Document Embedding widget
Orange now offers document embedders through Document Embedding widget. We decided to use fastText pretrained embedders, which support 157 languages. Orange’s Document Embedding widget currently supports 31 most common languages.
In the widget, the user sets the language of documents and the aggregation method – it is how embeddings for each word in a document are aggregated into one document embedding.
The Fake News dataset
For this tutorial, we use the sample of Fake News dataset. The dataset sample is available at Orange’s file repository. It is a zip archive containing two datasets: training set including 2725 text items and testing set with 275 items. Each item is an article which is labelled as a real or fake.
Fake news identification
Here we present a fake news identification. First, we will load a training part of the dataset with the Corpus widget.
After the dataset is loaded, we make sure that the text
variable is selected in the Used text features field. It means that the text in this variable is used in the text analysis. When the dataset is loaded we connect the Corpus widget to the Document embedder widget which will compute text embeddings. Our workflow should look like this now:
In the document embeddings widget, we check that language is set to English since texts in this dataset are English. We will use mean (average) aggregation in this experiment – it is the most standard one. After minute documents are embedded – embedding progress is shown with the bar around the widget.
When embeddings are ready, we can train models.

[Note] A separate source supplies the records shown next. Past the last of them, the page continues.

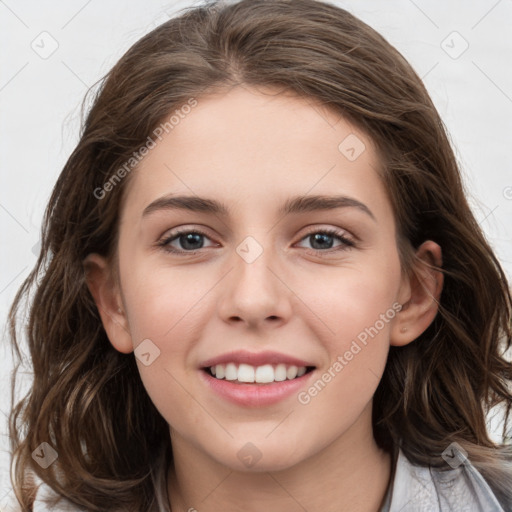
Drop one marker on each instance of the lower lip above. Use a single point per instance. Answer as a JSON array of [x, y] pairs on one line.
[[252, 394]]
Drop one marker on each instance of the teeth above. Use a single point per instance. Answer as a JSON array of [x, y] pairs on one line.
[[260, 374], [231, 371]]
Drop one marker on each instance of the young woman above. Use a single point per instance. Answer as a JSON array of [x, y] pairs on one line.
[[261, 286]]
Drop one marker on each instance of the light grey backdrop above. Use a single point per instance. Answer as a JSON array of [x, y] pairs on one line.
[[52, 51]]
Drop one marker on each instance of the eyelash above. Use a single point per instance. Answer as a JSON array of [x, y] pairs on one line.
[[346, 243]]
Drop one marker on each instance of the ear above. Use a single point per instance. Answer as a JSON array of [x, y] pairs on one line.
[[419, 295], [107, 297]]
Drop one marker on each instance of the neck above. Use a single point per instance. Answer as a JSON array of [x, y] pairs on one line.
[[350, 474]]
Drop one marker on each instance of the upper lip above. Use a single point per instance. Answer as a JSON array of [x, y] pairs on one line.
[[254, 359]]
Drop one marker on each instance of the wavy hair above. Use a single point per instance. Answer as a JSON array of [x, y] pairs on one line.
[[87, 399]]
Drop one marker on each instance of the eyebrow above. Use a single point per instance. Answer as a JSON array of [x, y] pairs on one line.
[[294, 205]]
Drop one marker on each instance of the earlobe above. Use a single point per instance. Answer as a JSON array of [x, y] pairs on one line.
[[421, 293], [108, 301]]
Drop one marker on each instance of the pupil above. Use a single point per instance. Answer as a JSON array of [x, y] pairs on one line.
[[321, 236], [191, 238]]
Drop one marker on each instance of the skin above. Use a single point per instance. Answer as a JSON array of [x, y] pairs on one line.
[[252, 150]]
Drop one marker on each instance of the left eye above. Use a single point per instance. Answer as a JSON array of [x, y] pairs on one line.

In this tutorial, we train two models – Logistic regression and Random forest. We will use default settings for both learners.

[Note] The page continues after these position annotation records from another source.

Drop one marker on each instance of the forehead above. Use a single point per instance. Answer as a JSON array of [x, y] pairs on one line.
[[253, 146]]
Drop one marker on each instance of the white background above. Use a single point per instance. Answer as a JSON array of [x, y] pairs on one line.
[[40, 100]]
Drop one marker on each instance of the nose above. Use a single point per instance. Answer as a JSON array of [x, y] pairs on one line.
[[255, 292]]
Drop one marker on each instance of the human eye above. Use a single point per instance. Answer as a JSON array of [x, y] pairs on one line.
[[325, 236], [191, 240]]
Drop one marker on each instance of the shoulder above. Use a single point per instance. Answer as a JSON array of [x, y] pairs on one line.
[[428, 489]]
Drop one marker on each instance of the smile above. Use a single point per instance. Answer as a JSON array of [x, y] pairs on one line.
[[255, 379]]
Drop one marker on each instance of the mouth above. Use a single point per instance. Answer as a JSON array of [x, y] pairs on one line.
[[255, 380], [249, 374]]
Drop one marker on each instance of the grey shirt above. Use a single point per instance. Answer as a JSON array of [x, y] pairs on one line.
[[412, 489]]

When our models are trained, we prepare the testing data. To load testing data, we use another Corpus widget and connect it to the Document embedder widget. Settings are the same as before. The only difference is that this time we load testing part of the dataset in the second Corpus widget. To make predictions and inspect the prediction results on the testing dataset, we use the prediction widget.
In the bottom part of the widget, we inspect the accuracies. In the column with name CA (classification accuracy), we can see that both models perform with around 80 % accuracy. In the table above, we can find cases where models made mistakes. If we select rows, we can check them in the Corpus Viewer widget which is connected to the Predictions widget. We have also connected the confusion matrix widget to our workflow, which shows the proportions between the predicted and actual classes.
We can see that Logistic regression is slightly more accurate in cases of real news while Random forest model is better for predicting fake news.
It is just one example which shows how to use document embeddings. You can also use them for other tasks such as clustering, regression or other types of analysis.